Glass vessels of all kinds, mixed with other objects once in use and now lying at the river’s edge, form the glass shard hill. They were brought by car from the surrounding area and thrown down the slope. Like on conveyor belts in mines.
Through their colouring, almost burnt in appearance, the glass shards take on a metallic quality. Bacteria living in the river metabolise the sulfide minerals contained in the pyrite and produce iron ions and sulfuric acid, staining the shards, the river, and its surroundings.
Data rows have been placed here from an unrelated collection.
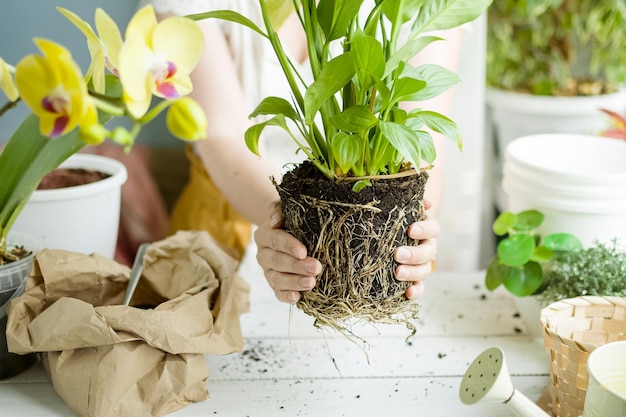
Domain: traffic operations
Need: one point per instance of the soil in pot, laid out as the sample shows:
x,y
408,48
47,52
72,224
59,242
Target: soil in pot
x,y
70,177
354,235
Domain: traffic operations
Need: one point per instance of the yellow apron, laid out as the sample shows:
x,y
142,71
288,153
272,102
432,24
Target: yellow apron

The notion of nature blurs in this place, where bacterial processes in the river interpenetrate indistinguishably with human waste deposits, with the properties of the rock, forming a mountain. Walking upon it invites a questioning of the surrounding landscape and directs the gaze toward what becomes sediment and future fossils. Toward what forms at the margins of narratives and continues to live in its own obstinate way despite the harsh conditions of extractivism.

Paula Maria del Mar Repp Alvarez (*1999, Munich) lives and works in Halle (Saale) and Munich. She is a trained silversmith and has been studying at Burg Giebichenstein University of Art and Design Halle with Prof. Yuka Oyama since 2022. In 2026, she was a guest student at the Academy of Fine Arts Munich in the photography class of Prof. Armin Linke as well as in 2025 at the Karlsruhe University of Arts and Design in Media Art with Prof. Susanne Kriemann. In her artistic practice, she works from the material outward, using sculpture, photography, and text, with a focus on extraction and post-extraction landscapes. Her works have been shown in several group and solo exhibitions in Germany and Belgium.